Medya ile VEKALET SAVAŞI
Suriye iç savaşı ile birlikte yeni bir kavramla tanıştık: VEKALET SAVAŞI. Doğrudan karşı karşıya gelmek istemeyen devletler çatışma sahasındaki silahlı güçlerden devşirme yoluna gidiyorlar. Suriye’de bu yönteme en çok İran, ABD ve Suudi Arabistan başvurdu. Tarihçiler, Suriye iç savaşını kesinlikle VEKALET SAVAŞI olarak kayda geçecekler.

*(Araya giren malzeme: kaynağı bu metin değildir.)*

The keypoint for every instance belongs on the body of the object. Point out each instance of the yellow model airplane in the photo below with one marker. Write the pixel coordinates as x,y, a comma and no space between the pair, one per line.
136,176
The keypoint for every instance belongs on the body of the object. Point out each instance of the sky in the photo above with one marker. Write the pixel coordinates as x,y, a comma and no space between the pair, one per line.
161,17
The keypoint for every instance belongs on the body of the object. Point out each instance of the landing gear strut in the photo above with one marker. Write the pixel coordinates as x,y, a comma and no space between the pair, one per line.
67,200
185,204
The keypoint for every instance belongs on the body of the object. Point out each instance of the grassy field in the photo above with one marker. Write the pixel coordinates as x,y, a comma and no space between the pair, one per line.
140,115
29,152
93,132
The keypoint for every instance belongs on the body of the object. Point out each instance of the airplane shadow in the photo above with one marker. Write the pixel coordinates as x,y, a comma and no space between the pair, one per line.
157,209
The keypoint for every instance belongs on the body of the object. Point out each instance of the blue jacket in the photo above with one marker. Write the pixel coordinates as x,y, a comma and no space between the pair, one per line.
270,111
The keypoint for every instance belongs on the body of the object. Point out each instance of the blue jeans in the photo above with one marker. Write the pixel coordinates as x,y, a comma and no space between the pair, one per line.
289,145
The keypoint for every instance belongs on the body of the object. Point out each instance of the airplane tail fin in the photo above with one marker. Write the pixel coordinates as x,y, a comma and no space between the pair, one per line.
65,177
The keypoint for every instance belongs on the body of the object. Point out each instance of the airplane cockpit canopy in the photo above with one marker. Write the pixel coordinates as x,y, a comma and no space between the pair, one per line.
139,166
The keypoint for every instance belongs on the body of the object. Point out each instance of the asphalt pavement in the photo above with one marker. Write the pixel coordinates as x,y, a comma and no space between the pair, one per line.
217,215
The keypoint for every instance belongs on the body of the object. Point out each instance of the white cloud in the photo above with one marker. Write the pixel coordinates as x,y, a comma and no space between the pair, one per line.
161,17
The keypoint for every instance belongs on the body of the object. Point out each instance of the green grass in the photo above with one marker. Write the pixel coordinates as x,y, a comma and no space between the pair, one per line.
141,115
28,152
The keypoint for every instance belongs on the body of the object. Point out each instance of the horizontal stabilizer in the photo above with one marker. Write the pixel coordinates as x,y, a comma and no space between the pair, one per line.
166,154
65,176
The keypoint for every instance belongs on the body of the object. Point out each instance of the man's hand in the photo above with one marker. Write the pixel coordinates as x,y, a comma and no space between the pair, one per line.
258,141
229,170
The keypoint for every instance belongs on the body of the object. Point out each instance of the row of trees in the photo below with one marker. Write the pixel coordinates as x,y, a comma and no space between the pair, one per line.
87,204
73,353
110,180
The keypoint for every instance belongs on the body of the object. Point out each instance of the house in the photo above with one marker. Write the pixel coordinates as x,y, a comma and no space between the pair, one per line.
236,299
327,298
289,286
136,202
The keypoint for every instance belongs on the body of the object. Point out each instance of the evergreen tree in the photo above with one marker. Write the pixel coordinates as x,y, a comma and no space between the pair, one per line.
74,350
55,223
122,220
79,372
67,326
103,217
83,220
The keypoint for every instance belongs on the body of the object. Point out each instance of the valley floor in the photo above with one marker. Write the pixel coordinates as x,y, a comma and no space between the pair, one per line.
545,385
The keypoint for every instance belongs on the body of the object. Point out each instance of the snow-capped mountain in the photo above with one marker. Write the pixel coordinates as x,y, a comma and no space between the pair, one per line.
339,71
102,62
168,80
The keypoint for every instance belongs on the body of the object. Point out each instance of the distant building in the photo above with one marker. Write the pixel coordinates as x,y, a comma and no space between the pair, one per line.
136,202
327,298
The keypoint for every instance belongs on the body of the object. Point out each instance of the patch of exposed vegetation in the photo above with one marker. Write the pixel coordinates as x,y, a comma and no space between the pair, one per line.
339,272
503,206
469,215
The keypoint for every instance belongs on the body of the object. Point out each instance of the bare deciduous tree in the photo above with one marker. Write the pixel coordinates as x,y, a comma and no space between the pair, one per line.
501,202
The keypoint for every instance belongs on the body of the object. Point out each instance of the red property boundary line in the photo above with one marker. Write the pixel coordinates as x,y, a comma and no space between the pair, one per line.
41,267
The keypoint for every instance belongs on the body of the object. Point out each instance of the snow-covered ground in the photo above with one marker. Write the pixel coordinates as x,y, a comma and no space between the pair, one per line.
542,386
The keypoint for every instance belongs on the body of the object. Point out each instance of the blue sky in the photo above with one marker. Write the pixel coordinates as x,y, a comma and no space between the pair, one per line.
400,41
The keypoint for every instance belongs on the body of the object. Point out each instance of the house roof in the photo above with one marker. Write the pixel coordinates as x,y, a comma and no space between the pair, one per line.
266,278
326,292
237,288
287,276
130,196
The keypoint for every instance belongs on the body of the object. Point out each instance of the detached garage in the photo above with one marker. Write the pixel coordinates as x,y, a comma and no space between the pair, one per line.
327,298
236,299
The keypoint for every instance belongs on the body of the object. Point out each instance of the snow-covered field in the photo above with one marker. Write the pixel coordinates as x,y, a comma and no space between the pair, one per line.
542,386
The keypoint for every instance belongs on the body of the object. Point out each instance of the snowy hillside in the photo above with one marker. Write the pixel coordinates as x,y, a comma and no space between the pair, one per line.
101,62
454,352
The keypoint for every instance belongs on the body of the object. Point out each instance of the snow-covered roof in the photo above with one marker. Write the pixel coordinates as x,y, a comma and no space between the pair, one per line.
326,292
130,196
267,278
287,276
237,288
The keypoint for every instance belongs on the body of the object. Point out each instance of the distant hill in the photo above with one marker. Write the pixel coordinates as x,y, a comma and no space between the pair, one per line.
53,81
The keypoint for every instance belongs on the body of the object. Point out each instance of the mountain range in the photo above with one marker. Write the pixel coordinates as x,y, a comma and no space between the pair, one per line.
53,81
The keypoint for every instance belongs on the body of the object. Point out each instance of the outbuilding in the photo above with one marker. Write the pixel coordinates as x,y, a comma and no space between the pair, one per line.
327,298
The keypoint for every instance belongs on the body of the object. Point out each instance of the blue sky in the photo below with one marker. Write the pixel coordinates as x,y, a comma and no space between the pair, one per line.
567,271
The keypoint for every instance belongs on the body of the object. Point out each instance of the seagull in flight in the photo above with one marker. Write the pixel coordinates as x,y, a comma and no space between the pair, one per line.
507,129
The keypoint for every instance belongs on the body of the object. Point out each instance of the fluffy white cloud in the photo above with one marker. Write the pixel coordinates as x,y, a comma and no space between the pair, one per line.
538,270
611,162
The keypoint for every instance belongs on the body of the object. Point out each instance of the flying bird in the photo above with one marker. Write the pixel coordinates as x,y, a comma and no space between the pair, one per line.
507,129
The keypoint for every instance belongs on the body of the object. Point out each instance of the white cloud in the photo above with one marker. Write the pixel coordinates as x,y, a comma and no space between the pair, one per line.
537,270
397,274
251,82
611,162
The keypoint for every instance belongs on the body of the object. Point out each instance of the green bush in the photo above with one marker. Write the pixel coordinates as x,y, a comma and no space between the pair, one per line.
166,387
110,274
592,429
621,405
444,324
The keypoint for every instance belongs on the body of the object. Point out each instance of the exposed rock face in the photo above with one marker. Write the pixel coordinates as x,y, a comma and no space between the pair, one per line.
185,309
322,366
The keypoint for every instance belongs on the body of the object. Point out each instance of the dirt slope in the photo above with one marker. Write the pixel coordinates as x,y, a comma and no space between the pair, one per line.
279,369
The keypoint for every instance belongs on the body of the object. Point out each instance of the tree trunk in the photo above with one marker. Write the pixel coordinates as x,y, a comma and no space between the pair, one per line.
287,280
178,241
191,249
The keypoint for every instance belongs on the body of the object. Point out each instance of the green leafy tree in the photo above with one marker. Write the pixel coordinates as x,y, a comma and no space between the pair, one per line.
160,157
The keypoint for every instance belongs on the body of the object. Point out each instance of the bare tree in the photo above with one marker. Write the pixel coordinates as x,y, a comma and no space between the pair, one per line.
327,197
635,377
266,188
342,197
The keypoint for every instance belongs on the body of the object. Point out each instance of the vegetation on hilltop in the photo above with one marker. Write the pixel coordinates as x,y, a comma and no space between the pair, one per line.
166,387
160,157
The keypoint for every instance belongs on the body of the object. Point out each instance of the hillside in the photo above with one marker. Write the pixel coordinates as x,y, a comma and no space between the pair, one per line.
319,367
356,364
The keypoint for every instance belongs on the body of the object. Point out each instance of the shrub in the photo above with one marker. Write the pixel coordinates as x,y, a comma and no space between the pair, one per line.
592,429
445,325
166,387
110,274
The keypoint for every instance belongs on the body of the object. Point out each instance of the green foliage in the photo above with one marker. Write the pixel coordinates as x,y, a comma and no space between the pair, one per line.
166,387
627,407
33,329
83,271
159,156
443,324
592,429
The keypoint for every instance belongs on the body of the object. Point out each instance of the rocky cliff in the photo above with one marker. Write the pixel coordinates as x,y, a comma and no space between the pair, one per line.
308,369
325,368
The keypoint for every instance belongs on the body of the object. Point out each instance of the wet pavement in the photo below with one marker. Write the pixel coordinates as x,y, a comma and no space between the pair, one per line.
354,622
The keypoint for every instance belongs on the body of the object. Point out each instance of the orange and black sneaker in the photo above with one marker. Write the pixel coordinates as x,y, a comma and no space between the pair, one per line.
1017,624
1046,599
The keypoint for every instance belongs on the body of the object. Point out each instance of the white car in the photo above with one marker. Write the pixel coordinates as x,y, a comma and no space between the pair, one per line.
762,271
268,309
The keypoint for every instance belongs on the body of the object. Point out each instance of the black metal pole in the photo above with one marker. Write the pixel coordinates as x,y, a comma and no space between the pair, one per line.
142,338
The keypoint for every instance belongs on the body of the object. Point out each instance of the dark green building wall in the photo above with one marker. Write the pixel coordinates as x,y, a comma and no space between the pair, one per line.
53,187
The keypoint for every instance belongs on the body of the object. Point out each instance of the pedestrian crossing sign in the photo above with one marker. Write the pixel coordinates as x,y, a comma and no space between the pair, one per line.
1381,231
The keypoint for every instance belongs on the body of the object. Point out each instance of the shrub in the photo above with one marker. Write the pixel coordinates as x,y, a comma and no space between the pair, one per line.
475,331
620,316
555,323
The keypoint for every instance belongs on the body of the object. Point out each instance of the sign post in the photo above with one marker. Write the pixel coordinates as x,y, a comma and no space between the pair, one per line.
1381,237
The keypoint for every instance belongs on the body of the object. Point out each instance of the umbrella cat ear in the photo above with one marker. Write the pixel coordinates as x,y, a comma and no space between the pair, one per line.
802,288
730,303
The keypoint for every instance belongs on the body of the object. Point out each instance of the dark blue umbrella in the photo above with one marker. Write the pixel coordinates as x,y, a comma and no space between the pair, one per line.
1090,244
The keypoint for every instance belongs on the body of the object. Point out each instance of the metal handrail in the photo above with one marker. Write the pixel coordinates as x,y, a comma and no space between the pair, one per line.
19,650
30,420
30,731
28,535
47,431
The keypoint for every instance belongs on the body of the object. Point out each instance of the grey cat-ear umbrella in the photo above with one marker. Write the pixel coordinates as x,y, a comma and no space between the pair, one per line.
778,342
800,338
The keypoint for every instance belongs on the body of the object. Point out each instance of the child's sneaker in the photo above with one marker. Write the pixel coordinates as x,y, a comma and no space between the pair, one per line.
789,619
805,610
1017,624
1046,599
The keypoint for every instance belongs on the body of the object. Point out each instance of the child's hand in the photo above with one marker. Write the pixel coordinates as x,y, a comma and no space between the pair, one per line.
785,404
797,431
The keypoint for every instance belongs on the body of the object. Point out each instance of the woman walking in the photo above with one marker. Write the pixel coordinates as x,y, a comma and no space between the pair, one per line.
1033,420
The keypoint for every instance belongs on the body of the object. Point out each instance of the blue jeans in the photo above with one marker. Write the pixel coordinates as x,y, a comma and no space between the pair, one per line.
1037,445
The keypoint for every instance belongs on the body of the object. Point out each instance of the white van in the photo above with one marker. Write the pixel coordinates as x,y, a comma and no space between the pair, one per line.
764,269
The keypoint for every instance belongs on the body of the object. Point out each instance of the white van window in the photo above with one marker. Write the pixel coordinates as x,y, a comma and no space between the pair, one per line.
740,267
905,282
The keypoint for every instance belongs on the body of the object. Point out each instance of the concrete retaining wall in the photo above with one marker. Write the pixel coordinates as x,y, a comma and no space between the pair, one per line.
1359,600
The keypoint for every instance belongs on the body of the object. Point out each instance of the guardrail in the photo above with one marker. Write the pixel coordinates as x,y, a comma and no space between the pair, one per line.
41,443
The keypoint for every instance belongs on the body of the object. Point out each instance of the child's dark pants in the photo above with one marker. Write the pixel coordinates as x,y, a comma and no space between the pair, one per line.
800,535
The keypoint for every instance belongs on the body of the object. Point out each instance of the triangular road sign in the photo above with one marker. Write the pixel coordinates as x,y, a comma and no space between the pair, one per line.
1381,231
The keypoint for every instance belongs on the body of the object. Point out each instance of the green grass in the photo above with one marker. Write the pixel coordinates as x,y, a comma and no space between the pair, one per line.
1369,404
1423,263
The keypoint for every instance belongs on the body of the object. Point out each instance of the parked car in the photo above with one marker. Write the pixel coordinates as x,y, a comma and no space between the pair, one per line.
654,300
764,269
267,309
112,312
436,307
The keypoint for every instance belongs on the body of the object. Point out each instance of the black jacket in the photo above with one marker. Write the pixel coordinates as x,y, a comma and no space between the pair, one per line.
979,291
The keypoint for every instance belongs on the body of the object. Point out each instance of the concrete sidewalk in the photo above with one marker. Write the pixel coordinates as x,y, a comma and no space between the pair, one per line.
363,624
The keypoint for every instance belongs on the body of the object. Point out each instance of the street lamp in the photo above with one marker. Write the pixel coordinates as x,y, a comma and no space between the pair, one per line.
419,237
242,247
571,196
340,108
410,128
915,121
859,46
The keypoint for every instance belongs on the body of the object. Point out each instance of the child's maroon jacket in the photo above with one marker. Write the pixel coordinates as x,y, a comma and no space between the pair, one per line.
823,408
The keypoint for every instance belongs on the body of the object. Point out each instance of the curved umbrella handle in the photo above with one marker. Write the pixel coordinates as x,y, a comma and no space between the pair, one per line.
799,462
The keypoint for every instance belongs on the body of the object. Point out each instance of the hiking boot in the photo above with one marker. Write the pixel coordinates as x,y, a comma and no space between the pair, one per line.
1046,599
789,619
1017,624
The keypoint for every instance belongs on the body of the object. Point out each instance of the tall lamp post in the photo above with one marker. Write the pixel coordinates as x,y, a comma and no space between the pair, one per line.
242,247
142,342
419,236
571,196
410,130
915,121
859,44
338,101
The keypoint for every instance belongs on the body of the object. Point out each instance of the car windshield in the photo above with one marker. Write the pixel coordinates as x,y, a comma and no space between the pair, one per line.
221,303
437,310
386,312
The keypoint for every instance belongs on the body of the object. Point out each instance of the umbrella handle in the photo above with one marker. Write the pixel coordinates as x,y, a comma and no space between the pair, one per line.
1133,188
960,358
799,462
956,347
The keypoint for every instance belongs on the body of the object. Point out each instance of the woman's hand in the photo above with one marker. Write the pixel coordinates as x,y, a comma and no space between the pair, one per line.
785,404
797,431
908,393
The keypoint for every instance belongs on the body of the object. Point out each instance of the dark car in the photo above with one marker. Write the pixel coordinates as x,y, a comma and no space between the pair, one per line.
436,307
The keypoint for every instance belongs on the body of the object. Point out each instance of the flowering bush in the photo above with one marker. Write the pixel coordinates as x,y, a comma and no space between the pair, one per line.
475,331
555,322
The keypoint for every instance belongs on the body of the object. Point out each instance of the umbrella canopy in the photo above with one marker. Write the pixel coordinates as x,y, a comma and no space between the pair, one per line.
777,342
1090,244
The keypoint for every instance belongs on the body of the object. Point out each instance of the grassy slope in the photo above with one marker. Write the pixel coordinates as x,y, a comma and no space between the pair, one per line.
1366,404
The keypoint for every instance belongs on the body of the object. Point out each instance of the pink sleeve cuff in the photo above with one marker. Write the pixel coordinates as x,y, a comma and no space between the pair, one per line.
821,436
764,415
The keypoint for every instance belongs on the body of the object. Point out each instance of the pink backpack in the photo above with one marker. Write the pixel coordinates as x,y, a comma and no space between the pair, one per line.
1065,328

Her savaşta olduğu gibi bu savaşlarda da medya stratejik bir görev üstlendi. Özellikle İran ve Suudi Arabistan, gizlice bazı televizyon kanallarını ve haber sitelerini fonluyor. Genelde de bu bu tip propaganda yayını yapan medya kuruluşlarının merkezi ya Avrupa ya da ABD’de yer alıyor.
Kaşıkçı cinayeti sürecinde Batı medyasında bu tip yayın kuruluşlarıyla ilgili köşe yazıları, analizler ve haberler daha geniş yer buldu.
Özellikle Suudilerin el atından desteklediği çok sayıda medya kuruluşu olduğu düşünülüyor. Geçtiğimiz hafta İngiltere merkezli The Guardian gazetesi, Londra’da Suudilerin fonladığı bir televizyonla ilgili geniş bir makale yayınladı. Özetle, İran TV adını koydukları bu televizyonla Suudilerin propaganda yaptıklarına vurgu yapılıyor. İran TV’nin sermayesi ile ilgili ciddi iddialara yer veriyor.